Uyghur campaigners have called on the Culture Secretary to prevent the proposed acquisition of The Telegraph by an investment firm with links to the Chinese leadership.
In a letter to Lisa Nandy, Stop Uyghur Genocide expressed “grave concern” over RedBird Capital Partners’ planned £500m takeover.
Rahima Mahmut, the campaign’s executive director, told Ms Nandy that John Thornton, RedBird’s chairman, had “a deeply troubling record of alignment with the Chinese Communist Party (CCP), including on the issue of the Uyghur homeland (Xinjiang)”.
Mr Thornton, a 71-year-old former Goldman Sachs banker with a portfolio of jobs linked to China, reportedly sparked concern in the US government in 2021 when he travelled to Xinjiang as the guest of the Chinese leadership.

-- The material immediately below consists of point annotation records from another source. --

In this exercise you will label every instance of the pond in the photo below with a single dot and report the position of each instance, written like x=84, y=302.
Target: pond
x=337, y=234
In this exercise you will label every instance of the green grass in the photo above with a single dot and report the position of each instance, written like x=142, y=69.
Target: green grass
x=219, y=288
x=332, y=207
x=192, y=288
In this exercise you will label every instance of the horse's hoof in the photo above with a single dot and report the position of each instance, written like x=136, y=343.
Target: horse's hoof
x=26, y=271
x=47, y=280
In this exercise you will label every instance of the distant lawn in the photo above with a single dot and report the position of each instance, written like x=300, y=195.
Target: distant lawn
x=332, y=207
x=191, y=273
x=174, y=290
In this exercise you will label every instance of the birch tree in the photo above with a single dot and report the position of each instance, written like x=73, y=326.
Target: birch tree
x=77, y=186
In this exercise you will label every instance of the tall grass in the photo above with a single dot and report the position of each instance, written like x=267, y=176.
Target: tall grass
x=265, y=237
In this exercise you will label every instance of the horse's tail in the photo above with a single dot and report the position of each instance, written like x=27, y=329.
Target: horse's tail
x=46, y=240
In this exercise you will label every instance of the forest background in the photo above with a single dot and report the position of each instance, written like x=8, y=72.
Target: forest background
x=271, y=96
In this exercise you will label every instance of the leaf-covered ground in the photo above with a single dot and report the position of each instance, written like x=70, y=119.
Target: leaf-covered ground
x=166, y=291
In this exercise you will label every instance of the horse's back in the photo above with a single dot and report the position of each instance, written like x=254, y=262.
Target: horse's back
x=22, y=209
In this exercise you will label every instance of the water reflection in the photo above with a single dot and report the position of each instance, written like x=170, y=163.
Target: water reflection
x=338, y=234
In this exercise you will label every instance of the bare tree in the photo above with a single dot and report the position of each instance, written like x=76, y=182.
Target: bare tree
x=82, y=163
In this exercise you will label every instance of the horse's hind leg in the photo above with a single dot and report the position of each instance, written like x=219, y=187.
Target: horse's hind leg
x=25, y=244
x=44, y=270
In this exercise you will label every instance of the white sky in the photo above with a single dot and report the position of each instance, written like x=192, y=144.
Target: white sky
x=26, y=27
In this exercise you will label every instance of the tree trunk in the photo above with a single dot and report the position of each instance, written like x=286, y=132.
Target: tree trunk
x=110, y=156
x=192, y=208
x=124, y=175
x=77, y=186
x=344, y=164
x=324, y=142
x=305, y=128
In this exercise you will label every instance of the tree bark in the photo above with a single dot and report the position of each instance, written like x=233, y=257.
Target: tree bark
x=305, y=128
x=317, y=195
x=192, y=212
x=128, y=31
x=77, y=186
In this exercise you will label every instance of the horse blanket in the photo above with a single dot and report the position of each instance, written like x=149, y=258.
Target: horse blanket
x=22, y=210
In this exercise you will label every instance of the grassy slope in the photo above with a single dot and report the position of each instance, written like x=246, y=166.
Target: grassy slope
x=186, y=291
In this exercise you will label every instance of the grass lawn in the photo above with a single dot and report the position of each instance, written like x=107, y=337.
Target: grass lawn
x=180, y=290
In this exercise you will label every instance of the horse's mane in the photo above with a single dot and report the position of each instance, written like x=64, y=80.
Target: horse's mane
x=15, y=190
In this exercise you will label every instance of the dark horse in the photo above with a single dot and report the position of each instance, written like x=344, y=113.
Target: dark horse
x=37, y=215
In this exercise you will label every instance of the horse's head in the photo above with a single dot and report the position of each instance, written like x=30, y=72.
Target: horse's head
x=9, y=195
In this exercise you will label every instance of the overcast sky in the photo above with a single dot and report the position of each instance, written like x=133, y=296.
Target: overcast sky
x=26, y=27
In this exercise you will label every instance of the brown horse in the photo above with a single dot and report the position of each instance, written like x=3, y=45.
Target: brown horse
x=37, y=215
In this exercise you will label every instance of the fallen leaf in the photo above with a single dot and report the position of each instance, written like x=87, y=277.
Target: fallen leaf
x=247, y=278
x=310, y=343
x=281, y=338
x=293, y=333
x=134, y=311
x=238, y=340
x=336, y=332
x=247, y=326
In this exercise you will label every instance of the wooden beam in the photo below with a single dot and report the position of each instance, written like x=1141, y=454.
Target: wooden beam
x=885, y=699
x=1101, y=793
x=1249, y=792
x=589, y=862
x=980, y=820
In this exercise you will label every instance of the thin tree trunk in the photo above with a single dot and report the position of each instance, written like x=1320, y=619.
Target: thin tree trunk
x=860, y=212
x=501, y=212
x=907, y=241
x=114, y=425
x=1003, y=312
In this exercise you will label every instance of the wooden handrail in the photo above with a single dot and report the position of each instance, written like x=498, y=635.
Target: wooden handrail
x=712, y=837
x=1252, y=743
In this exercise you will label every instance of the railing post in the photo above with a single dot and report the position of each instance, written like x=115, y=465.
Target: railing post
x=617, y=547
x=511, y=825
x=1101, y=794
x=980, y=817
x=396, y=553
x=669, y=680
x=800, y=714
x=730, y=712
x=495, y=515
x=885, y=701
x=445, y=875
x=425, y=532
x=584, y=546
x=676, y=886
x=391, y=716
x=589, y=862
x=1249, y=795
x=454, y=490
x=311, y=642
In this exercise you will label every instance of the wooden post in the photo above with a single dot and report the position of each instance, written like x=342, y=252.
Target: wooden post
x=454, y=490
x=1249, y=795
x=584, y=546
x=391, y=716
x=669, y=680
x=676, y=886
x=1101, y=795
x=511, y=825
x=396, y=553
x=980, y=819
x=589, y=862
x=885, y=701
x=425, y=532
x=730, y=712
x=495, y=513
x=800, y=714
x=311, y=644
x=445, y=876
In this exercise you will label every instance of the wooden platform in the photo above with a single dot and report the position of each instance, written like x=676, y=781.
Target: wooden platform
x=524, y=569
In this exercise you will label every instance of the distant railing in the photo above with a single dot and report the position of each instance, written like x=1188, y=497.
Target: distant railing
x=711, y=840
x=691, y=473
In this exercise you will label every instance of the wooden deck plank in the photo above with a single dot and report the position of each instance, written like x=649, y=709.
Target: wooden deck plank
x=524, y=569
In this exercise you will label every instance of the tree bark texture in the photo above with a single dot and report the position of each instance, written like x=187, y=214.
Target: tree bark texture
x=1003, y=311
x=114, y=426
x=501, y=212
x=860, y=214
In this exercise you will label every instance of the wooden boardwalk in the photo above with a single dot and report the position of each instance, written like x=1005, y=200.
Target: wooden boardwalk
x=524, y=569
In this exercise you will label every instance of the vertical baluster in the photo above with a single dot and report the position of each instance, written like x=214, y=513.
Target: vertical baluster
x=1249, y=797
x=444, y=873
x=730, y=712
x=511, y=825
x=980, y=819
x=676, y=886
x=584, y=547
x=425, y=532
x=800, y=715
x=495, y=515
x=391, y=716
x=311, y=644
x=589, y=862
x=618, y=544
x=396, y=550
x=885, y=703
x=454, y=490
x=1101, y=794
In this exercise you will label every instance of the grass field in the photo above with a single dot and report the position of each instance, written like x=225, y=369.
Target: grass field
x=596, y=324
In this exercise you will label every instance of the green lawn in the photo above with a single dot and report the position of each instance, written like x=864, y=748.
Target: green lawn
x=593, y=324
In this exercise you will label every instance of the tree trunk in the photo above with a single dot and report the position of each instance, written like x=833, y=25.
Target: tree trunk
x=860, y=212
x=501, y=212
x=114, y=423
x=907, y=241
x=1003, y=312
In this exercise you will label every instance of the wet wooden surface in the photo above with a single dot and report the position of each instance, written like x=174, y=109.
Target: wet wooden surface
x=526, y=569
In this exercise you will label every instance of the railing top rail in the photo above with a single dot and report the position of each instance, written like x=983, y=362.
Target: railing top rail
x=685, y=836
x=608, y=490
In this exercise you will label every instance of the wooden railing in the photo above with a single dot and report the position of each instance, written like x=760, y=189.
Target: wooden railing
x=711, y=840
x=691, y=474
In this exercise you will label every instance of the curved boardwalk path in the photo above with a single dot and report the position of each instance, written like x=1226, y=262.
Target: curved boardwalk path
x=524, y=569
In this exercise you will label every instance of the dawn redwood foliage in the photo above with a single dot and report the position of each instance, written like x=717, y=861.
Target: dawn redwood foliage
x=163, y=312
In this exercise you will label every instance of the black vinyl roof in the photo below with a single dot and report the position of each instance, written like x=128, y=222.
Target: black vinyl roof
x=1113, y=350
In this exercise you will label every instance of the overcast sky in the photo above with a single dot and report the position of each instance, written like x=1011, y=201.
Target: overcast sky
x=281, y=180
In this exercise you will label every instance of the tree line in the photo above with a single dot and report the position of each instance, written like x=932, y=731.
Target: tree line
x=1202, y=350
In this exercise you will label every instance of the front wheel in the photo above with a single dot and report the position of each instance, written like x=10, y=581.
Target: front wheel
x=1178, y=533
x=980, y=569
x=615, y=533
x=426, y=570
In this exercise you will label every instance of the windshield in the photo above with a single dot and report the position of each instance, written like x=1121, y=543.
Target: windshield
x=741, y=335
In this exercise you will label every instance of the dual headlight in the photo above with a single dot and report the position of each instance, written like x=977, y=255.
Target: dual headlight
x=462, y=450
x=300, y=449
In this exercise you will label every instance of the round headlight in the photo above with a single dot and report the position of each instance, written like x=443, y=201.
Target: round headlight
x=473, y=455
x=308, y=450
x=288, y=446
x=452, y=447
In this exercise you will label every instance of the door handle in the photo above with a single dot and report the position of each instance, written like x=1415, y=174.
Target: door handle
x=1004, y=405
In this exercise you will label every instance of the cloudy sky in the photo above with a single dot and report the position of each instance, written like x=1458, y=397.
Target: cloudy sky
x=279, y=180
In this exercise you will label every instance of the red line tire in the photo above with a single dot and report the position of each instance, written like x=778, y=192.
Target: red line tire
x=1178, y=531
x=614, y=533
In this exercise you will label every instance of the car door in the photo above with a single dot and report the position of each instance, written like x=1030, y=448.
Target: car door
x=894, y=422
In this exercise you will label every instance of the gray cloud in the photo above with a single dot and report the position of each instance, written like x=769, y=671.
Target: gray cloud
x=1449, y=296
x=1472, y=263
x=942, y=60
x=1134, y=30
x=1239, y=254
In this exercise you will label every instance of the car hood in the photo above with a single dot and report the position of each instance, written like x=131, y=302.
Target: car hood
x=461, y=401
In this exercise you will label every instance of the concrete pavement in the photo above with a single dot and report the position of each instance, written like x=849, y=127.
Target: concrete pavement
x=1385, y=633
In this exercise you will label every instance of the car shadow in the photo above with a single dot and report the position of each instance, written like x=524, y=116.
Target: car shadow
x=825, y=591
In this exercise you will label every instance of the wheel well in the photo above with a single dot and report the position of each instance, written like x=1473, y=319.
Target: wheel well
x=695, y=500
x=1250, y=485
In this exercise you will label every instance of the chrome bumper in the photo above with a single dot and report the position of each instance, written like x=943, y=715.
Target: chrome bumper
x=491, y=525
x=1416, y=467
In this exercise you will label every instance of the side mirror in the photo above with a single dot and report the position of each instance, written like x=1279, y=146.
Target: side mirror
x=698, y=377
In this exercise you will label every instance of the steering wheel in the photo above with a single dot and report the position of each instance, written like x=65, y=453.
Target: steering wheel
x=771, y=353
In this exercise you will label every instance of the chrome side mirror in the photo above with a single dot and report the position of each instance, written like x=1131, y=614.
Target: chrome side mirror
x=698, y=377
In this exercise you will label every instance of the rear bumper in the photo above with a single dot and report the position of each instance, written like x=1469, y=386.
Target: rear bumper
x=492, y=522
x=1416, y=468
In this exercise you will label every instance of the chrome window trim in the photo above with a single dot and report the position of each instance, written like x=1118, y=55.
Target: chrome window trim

A report in The South China Morning Post compared the visit to Henry Kissinger’s secret 1971 trip to meet the Chinese premier. A senior official in Joe Biden’s administration reportedly described Mr Thornton’s freelance mission to Xinjiang as “frustrating, annoying and counter-productive”.
Months before Mr Thornton’s visit, MPs declared China’s persecution of its Muslim Uyghur minority a genocide. The RedBird chairman, who has repeatedly supported CCP economic and political policies, said privately that Western concern about Uyghur suffering was an “over-reaction”, Ms Mamhut alleged in her letter, which was sent in the summer.
She told Ms Nandy: “At a time when survivors of the camps, including myself, were testifying publicly about systematic rape, forced sterilisation, and mass internment, Thornton travelled to the Uyghur homeland (Xinjiang) as a guest of the Chinese government.”
RedBird and Mr Thornton did not comment on the criticism of his visit to Xinjiang. Ms Nandy’s officials acknowledged the letter and pledged that “thorough due diligence will be conducted” on the bid.